La coupe du monde fut belle pour la France, certes pas en tant que trophée, mais en tant que compétition. Et ce d'autant plus que l'équipe tricolore n'était pas attendue en finale de la compétition, à l'instar de l'Italie d'ailleurs. Le Brésil, grand favori de la compétition, a été éliminé en quart de finale par les Bleus, provoquant une déception semblable à celle que connut la France en 2002. Zinedine Zidane, Franck Ribéry et Lilian Thuram furent les héros français de la compétition, mais ils n'arrivèrent pas à emporter la victoire face à une équipe italienne pourtant soucieuse des démêlés judiciaires où se trouvaient les équipes de certains de leurs joueurs. La fin du match fut même marquée par la provocation et la riposte de Materrazzi et de Zidane, spectacle déplorable de la part des deux joueurs.
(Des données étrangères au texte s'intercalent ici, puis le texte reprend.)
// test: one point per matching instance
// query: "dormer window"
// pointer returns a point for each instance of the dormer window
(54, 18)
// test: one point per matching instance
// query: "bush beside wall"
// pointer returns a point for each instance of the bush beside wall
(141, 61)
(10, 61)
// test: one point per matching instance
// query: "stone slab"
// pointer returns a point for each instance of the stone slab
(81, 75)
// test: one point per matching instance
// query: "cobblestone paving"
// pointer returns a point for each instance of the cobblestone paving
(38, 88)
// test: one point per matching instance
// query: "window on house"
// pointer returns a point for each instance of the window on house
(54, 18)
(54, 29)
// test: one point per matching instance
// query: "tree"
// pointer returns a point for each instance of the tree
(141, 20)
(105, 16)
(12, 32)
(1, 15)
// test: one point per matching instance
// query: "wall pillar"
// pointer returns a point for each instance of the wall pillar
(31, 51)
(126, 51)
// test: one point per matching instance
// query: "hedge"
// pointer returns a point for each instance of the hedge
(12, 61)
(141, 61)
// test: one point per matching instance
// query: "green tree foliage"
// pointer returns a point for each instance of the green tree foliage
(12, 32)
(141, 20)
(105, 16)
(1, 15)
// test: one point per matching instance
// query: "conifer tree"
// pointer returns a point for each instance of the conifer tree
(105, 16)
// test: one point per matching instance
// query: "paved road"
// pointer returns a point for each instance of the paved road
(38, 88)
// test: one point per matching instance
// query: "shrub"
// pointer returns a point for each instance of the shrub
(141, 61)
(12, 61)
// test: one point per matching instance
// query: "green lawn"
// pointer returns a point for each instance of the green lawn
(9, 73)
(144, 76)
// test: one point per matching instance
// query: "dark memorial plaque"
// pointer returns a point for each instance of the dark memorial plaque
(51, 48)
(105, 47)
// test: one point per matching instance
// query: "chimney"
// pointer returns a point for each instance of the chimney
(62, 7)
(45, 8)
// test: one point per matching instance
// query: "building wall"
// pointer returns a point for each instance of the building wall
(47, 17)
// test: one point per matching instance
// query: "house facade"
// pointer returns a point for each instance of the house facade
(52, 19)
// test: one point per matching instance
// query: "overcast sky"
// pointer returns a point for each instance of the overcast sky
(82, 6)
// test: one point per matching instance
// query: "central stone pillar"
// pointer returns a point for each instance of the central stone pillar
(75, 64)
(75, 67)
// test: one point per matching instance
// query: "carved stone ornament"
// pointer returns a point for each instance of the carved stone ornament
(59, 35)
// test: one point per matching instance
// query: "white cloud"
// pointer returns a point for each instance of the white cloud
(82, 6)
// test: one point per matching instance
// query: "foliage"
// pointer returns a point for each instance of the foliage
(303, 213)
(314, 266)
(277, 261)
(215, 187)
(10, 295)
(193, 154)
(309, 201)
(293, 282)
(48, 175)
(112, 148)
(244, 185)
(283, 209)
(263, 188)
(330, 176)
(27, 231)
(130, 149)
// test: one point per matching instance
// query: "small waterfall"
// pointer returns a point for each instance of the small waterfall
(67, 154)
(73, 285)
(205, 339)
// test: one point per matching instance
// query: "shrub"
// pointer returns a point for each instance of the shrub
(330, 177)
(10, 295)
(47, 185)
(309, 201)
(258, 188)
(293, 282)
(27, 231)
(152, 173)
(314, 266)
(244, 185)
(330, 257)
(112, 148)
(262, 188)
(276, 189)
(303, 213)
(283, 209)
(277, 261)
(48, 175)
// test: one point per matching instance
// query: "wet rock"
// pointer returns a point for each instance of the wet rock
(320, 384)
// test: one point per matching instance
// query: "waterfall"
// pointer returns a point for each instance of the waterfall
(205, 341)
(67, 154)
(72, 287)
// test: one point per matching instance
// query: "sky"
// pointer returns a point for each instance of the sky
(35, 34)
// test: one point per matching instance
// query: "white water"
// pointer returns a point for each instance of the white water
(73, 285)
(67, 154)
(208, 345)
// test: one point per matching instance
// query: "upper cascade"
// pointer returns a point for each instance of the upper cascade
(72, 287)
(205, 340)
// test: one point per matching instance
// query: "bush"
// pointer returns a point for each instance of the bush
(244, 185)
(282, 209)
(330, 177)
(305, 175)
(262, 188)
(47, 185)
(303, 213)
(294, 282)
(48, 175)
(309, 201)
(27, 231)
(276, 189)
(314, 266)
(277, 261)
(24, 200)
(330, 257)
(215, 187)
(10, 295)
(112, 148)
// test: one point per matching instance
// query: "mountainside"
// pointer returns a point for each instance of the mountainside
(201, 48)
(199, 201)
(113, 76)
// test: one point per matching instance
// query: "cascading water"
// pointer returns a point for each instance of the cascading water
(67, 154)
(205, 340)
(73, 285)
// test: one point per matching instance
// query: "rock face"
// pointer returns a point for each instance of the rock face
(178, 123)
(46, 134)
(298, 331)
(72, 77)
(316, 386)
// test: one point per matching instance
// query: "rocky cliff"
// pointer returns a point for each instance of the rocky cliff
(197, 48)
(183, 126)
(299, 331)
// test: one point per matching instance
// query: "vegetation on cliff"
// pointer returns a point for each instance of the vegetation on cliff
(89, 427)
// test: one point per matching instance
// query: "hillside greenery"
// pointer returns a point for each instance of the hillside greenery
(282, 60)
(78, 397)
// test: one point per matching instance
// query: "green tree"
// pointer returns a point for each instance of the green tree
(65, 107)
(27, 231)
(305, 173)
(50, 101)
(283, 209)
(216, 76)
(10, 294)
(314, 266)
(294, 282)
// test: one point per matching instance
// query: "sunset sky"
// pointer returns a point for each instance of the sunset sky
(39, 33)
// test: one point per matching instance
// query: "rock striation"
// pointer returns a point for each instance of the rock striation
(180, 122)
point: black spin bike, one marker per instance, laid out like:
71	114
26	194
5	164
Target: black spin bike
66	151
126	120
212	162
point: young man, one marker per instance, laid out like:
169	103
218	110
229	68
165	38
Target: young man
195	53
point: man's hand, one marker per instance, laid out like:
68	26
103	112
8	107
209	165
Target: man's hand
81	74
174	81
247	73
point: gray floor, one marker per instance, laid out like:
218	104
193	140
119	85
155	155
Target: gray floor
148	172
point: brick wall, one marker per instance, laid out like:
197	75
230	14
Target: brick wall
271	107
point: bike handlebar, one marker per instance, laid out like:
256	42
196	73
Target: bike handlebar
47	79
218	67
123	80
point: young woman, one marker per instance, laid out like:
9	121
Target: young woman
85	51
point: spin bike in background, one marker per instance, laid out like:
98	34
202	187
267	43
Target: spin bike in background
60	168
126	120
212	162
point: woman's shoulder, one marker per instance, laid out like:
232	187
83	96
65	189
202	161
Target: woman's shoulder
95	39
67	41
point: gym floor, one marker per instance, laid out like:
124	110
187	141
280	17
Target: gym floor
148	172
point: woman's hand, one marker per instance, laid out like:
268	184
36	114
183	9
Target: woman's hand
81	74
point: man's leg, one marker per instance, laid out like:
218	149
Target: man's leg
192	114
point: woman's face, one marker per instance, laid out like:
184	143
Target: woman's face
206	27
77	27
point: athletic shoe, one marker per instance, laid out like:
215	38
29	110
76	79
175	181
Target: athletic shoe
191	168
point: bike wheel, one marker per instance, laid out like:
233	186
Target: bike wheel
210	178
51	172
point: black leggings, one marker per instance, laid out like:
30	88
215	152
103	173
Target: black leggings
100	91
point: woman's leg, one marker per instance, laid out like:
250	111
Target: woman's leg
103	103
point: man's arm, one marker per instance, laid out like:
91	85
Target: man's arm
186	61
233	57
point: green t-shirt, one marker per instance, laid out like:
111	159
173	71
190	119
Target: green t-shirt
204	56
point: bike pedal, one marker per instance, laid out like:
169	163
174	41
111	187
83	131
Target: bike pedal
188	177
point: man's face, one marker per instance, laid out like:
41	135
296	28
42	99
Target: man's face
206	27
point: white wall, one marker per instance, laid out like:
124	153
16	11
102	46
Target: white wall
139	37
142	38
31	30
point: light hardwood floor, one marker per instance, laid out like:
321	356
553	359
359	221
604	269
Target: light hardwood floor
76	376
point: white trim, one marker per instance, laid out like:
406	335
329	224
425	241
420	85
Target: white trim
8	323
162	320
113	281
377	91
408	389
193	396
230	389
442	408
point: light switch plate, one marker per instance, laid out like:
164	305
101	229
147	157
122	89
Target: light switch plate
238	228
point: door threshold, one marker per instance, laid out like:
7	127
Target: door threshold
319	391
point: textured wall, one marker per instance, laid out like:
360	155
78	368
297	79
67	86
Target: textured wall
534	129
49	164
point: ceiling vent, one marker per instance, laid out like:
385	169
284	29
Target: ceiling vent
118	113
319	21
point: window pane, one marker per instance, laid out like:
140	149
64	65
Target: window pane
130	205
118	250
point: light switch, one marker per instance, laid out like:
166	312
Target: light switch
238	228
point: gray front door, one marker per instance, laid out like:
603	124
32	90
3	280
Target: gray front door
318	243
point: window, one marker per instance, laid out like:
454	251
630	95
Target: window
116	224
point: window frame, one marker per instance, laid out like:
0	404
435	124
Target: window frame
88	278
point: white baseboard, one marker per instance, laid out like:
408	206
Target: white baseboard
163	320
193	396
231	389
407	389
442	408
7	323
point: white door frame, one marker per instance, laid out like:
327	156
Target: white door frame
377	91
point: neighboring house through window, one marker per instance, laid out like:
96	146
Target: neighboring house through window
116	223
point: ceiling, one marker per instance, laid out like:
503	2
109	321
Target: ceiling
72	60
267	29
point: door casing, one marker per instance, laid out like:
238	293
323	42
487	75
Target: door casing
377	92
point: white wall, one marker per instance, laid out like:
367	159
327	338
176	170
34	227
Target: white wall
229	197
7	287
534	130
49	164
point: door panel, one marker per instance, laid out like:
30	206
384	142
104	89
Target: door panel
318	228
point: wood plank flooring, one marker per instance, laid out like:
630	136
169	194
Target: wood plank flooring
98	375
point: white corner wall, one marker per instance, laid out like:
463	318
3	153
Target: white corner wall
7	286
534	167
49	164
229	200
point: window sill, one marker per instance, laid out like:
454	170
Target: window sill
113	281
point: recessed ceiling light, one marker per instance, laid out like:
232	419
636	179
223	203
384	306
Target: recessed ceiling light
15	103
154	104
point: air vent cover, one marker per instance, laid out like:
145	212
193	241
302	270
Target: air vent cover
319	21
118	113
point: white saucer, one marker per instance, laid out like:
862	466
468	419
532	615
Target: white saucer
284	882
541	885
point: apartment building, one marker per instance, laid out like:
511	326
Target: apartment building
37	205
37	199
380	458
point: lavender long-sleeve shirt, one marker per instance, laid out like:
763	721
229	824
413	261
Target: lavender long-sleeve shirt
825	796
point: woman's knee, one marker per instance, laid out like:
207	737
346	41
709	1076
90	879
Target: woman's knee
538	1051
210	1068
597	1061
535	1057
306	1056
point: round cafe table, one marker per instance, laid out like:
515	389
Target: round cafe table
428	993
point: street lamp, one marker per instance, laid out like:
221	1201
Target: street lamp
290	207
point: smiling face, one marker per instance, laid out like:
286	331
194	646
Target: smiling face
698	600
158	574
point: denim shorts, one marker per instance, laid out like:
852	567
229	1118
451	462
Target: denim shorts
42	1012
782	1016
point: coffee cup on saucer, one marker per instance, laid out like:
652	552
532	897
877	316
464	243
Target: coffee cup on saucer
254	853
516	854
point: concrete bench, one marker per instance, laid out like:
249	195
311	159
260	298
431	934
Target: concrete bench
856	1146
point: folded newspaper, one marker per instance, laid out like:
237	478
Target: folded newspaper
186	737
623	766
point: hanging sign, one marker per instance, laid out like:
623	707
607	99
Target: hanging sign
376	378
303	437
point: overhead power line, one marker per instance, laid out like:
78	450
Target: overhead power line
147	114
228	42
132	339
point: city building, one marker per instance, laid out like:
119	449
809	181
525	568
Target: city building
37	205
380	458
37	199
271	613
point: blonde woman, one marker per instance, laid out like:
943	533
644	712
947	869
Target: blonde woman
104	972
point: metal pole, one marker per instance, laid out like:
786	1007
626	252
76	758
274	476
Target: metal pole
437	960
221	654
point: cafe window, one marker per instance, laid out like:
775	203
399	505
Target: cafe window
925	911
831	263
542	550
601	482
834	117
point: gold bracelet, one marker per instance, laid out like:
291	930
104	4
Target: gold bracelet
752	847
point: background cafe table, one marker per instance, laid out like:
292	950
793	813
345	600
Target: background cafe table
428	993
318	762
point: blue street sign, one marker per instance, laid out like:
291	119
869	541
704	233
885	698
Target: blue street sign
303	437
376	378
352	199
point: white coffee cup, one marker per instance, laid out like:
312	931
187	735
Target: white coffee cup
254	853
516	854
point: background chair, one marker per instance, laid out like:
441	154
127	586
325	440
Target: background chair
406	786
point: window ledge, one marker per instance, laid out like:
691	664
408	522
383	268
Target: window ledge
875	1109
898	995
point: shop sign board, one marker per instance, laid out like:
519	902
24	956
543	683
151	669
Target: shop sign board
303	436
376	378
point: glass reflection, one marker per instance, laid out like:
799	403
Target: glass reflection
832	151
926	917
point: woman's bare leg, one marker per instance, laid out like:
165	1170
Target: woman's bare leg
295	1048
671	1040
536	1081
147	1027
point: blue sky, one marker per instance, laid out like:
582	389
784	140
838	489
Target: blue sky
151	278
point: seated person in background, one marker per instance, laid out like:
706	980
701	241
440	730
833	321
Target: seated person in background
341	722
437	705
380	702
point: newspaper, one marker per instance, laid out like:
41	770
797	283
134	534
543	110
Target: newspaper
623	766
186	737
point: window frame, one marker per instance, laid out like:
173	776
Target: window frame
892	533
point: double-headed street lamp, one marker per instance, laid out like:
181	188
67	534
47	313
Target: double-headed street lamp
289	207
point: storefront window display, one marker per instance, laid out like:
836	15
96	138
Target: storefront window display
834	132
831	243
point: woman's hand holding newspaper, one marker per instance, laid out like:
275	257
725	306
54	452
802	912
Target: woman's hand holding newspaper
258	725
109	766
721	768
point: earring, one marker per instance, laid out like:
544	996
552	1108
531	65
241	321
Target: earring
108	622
Bien que son rôle fut probablement mineur dans les succès de l'équipe de France, Raymond Domenech est parvenu à garder sa place, reprenant du service pour les deux prochaines années minimum. Il faudra à nouveau reconstruire l'équipe, ou tout du moins lui insuffler du sang neuf si le sélectionneur finit par accepter les demandes de retraites des joueurs les plus expérimentés. En tous cas, l'espace d'un mois, la France entière a rêvé et a espéré la victoire, les succès des Bleus faisant oublier un instant aux Français leurs soucis quotidiens.

Faut-il se contenter d'un commentaire sportif de l'événement ? Probablement. Inutile d'y voir plus de symboles, de faire trop couler d'encre à faire des métaphores éphémères et discutables, il est préférable d'éviter les parallèles entre la France et son équipe de football. Le surplus de croissance apporté par les succès est inexistant, et l'exemple de la victoire de 1998 a montré qu'il est inutile de s'enflammer et d'étendre à 60 millions de personnes les performances d'une vingtaine de personnes. Le slogan d'équipe "black blanc beur", représentative d'une France "riche de sa diversité" et victorieuse n'a pas duré. D'une part parce qu'il était faux à la base, d'autre part car depuis la France a continué de connaître bien des problèmes de racisme, de difficulté d'intégration et de communautarisme, malgré tous les espoirs de l'époque. La coupe du monde permet tout au plus temporairement d'apporter de la bonne humeur et une hausse de la consommation, mais ça se limite à ça. Pourtant, la notion de prestige et de fierté ne doit pas être forcément dévalorisée. Il faut simplement être conscient de la juste portée des succès. S'il n'est donc pas nécessaire d'analyser les résultats sportifs d'un point de vue politique, cela ne veut pas dire qu'il faille que la politique se désintéresse du sport.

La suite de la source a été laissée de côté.